Dr. Gilsbach: Mit dieser Frage hat man sich schon in früheren Quarantänestudien befasst. Erst einmal muss man feststellen, dass den Kindern der strukturierte Tagesablauf fehlt. Sie gehen sehr spät ins Bett, schlafen lange, verbringen den Tag im Schlafanzug im Bett oder auf der Couch, stopfen regelrecht Süßigkeiten in sich hinein. Und dann fehlt noch der Sport oder generell Bewegung an der frischen Luft. Das ist schlecht für das Herz-Kreislauf-System. Vor allem für Mädchen ist das ein Problem. Die Anzahl an Essstörungen hat massiv zugenommen. Sie können sich nicht mehr über Sport regulieren und hören einfach auf zu essen. Es besteht die Gefahr, schleichend in die Magersucht hineinzurutschen.

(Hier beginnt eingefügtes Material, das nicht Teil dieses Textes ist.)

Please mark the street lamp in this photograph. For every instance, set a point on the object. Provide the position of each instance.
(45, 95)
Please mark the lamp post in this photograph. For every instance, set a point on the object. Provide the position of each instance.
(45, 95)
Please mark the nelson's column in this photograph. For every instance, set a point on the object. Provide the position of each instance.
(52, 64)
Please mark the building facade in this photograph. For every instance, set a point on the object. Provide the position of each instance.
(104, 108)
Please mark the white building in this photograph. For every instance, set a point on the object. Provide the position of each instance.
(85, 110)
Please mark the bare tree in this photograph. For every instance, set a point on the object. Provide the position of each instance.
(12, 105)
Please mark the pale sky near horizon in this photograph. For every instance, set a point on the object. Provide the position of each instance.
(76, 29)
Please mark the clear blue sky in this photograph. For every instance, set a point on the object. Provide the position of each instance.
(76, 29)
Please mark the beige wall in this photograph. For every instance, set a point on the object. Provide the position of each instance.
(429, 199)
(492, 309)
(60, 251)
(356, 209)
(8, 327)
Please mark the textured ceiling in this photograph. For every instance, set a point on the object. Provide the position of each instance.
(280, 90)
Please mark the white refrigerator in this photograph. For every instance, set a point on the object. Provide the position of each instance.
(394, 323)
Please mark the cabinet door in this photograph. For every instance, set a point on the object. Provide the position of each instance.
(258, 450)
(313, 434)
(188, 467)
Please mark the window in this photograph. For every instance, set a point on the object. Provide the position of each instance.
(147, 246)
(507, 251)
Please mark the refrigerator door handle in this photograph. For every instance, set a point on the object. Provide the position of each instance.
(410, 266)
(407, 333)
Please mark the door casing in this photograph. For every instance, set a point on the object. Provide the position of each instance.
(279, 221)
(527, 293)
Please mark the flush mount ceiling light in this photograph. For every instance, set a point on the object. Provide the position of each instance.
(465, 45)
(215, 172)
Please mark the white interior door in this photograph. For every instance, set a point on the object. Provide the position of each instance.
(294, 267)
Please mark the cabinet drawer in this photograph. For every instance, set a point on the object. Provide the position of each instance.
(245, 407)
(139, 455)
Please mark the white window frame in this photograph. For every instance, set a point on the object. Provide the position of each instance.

Auf welche Warnsignale sollten Eltern achten?
Dr. Gilsbach: Wenn sich Kinder zurückziehen und auch keine Kontakte mehr wahrnehmen, die eigentlich noch möglich wären, sollten Eltern aufhorchen. Das gleiche gilt für vermehrte Aggressionen, die mangels positiver Erlebnisse natürlich vorprogrammiert sind. Hier können Gespräche und gemeinsame Pläne helfen. Eltern sollten ihren Kindern Aufmerksamkeit und Zeit schenken, das kann man nicht oft genug sagen. Sollte sich das Kind selbst verletzen oder das Essen einstellen, empfehle ich Eltern, das unbedingt ernst zu nehmen und sich professionelle Hilfe zu suchen.